Monday, Nov. 08, 1999

A Nation Turns Its Lonely Eyes to Stern

By Joel Stein

We all have a couple we idealize. For some it's Burns and Allen, for others it's Tracy and Hepburn, and for yet others it's Siegfried and Roy. For me it was Howard and Alison Stern. I became infatuated with their marriage in sixth grade, listening to Stern's local radio show after school. Here was a guy who was married but getting away with spanking strippers. As an 11-year-old I didn't know much about marriage, but if it included spanking strippers, I was ready to take my vows.

I knew more about the Stern marriage than my parents'--since I listened to him for four hours a day and really couldn't take more than about seven minutes of my parents. This may be because they rarely mentioned spanking, which, according to Dr. Spock, was actually a good thing. I was so enthralled with Howard, I even went with my father to see him perform at a New Jersey nightclub called Club Bene. With parenting like that, you can understand why I turned to the Sterns as role models.

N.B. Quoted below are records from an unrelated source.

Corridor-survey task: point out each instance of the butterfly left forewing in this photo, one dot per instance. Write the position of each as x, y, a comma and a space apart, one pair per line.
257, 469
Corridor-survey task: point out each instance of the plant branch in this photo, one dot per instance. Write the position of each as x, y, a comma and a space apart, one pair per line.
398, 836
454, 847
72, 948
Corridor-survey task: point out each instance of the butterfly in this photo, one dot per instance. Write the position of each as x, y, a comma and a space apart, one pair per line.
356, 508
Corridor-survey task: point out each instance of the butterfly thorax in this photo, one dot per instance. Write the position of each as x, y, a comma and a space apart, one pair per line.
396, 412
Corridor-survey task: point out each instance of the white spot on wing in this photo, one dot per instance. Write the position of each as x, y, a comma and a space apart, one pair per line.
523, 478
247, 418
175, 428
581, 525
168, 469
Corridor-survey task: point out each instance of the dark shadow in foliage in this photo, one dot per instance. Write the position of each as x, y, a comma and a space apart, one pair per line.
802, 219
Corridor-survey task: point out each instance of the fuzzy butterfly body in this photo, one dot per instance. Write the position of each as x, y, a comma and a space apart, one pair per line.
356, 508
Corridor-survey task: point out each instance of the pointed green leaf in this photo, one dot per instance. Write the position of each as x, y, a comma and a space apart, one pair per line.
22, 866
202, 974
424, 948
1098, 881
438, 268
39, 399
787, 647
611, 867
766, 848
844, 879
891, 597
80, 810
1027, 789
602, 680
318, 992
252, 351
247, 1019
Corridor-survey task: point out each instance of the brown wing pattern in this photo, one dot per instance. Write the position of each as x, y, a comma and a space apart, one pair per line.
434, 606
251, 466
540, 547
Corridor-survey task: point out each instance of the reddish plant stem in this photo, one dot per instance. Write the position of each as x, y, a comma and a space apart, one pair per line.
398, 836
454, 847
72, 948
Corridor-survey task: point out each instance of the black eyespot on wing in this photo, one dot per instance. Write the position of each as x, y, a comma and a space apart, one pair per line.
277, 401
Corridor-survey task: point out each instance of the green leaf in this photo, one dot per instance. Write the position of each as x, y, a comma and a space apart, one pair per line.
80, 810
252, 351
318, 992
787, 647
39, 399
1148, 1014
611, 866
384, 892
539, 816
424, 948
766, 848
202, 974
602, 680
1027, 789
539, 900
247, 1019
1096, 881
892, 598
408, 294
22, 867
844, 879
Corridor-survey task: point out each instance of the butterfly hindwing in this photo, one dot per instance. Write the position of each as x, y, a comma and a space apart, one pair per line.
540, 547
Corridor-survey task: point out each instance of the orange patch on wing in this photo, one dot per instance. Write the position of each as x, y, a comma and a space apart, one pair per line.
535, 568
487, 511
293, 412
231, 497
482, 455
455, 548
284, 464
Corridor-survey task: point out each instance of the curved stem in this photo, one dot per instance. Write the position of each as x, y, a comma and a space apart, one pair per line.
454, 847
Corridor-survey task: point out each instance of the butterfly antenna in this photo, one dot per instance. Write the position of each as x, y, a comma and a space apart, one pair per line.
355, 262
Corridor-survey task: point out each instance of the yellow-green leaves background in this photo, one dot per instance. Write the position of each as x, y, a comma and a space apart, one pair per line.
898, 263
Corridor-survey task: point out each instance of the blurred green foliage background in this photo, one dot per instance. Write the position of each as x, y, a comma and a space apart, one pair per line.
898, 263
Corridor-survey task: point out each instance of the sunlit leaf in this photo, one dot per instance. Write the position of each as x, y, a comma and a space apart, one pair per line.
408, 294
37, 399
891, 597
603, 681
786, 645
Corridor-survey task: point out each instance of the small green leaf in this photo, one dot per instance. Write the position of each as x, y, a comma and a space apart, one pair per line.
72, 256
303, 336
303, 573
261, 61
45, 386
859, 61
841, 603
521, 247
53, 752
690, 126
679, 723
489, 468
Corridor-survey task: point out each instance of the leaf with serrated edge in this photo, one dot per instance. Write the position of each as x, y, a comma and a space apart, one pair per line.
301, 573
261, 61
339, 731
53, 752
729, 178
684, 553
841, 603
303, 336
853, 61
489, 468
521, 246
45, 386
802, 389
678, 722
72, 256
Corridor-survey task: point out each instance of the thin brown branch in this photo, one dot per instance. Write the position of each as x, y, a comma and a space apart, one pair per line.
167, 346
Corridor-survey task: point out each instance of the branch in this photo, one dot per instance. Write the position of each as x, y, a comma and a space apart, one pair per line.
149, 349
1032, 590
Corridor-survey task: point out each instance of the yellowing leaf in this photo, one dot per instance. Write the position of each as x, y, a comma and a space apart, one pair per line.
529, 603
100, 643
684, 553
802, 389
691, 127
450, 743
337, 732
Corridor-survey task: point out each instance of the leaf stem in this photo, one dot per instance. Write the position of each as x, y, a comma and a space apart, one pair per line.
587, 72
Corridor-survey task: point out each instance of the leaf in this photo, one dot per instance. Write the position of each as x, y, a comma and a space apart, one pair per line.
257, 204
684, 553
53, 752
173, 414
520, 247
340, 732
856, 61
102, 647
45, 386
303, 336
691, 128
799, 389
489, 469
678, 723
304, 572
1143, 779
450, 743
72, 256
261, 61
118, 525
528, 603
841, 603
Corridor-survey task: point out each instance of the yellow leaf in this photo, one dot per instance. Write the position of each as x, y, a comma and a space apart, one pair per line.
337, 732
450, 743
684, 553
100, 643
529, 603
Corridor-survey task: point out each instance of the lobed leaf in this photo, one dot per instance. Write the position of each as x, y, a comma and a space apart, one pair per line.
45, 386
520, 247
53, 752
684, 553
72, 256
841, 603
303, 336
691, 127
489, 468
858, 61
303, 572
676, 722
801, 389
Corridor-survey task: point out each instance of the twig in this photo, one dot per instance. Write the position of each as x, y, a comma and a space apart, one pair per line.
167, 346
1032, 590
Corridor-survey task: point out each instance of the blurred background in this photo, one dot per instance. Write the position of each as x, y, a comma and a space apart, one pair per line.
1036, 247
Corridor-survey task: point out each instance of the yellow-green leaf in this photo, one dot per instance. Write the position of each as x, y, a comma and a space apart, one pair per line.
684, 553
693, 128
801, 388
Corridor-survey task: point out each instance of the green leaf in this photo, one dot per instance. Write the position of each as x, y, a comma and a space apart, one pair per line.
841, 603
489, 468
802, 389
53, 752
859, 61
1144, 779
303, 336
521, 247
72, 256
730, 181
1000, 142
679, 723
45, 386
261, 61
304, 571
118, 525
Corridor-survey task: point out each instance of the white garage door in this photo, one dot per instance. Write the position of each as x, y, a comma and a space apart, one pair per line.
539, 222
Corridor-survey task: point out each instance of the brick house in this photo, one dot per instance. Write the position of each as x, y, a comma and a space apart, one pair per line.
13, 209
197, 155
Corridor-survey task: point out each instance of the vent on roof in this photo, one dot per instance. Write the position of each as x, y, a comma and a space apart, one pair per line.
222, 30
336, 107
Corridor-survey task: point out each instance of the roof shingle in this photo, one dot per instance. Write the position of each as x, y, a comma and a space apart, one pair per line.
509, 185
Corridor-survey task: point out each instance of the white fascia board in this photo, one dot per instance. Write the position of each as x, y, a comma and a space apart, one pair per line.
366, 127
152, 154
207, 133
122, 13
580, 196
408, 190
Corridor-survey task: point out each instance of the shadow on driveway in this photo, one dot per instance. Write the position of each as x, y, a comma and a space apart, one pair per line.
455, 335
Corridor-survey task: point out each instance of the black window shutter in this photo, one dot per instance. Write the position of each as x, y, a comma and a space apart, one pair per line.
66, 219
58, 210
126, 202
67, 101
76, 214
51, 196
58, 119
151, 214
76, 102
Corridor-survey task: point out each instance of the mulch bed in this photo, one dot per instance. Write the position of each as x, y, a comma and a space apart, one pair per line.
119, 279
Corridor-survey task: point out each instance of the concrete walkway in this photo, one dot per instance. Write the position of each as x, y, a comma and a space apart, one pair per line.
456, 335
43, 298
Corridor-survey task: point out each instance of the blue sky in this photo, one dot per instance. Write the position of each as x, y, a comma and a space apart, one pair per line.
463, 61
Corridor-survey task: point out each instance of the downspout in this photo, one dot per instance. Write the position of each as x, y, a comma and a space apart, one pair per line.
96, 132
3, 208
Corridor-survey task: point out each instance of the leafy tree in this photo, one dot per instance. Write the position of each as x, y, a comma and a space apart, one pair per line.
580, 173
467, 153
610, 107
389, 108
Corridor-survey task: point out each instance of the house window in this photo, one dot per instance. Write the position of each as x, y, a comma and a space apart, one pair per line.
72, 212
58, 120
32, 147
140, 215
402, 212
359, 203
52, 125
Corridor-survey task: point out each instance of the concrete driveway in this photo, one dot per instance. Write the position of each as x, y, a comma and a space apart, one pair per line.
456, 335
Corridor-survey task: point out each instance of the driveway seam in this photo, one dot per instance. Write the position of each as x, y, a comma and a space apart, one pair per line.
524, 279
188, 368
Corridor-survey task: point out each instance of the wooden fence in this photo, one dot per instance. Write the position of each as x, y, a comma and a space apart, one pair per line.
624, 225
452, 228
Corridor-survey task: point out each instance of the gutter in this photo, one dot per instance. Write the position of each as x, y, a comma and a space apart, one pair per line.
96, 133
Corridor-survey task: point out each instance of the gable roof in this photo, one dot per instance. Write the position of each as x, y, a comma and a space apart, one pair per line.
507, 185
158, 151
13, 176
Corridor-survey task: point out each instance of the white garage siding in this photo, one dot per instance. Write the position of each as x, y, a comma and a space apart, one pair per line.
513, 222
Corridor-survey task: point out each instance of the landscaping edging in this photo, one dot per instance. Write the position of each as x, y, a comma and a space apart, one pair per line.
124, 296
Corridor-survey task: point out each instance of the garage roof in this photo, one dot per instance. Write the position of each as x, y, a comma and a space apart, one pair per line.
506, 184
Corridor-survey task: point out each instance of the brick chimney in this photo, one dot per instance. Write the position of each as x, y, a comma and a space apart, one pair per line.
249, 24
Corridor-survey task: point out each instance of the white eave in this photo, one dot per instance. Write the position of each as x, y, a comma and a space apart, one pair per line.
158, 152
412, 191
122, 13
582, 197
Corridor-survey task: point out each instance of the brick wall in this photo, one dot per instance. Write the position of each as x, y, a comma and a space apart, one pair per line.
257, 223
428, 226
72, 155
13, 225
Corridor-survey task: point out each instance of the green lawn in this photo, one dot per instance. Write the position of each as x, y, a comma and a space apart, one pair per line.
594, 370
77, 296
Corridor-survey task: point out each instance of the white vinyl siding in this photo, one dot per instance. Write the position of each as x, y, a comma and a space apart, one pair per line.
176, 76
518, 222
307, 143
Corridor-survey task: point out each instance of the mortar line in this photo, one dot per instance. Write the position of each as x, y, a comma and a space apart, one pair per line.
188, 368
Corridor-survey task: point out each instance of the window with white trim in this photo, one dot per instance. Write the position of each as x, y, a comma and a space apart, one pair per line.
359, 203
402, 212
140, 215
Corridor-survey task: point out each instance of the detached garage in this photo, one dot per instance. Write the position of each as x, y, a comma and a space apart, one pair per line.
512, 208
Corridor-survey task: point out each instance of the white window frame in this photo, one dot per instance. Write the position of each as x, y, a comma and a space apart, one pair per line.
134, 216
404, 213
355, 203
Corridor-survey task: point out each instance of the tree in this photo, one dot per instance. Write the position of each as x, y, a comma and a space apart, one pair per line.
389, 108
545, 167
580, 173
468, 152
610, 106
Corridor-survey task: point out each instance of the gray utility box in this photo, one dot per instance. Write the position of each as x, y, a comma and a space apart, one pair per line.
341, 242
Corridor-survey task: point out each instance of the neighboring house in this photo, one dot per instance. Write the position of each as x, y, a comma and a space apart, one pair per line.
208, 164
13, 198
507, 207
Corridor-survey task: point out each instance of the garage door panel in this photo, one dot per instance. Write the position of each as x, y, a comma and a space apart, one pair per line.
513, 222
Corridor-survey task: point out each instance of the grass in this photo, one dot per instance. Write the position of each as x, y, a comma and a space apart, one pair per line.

Through Howard, I had learned not only about fidelity but also that the key to a stable, long-term relationship is to publish the personal details of your life while simultaneously using your job as an excuse to meet loose women. So when the Sterns announced that they were separating after 21 years of marriage, my entire relationship philosophy was shaken. I had blindly assumed that just because it was working for an immature, oversexed Jewish man with bad hair, it would work for someone like me too. But now I had to question that. You see, sometimes my girlfriend, like Alison, gets mad about what I do for a living. This usually happens when I write about my attraction to Pamela Anderson Lee. Or when I find myself "assigned" yet another story about porn stars, supermodels or roller-derby queens. Or when I claim that I don't get any dates and am actually a very, very lonely man.

But now that Alison has decided to leave Howard, I'm starting to think that maybe all this public self-revelation, while promoting honesty and openness, isn't such a good game plan for a relationship. This became clearer as I realized most couples don't leave the Jerry Springer Show with a lot of issue resolution.

This summer, sitting at L.A.'s babe-filled Sky Bar, I was looking at an older, married guy on a business trip who was wistfully scoping out the action. I asked my two friends, both of whom had girlfriends, if they thought we'd wind up like him, as sexually stunted as Stanley Kubrick must have been when he directed Eyes Wide Shut. "By the time I'm his age, you know what I'll be thinking about?" one of them asked, staring at a hot but annoyingly giggly blond. "Pie. A nice piece of pie. Even right now if you offered me her or an entire Cookie Puss, I'm not sure which I'd pick." My other friend and I nodded in agreement, until he told us that a Cookie Puss was some sort of ice-cream cake. Then we made fun of him.

But I want to be a pie guy. On Monday, when asked if he's going to date strippers, Howard, who had promised to have sex with every floozy he ever met the moment his wife died, said, "Obviously, I'm not the type who goes out with bimbos." On Wednesday, he didn't show up for work. Spanking, it seems, is less fun when temptation is replaced by reality.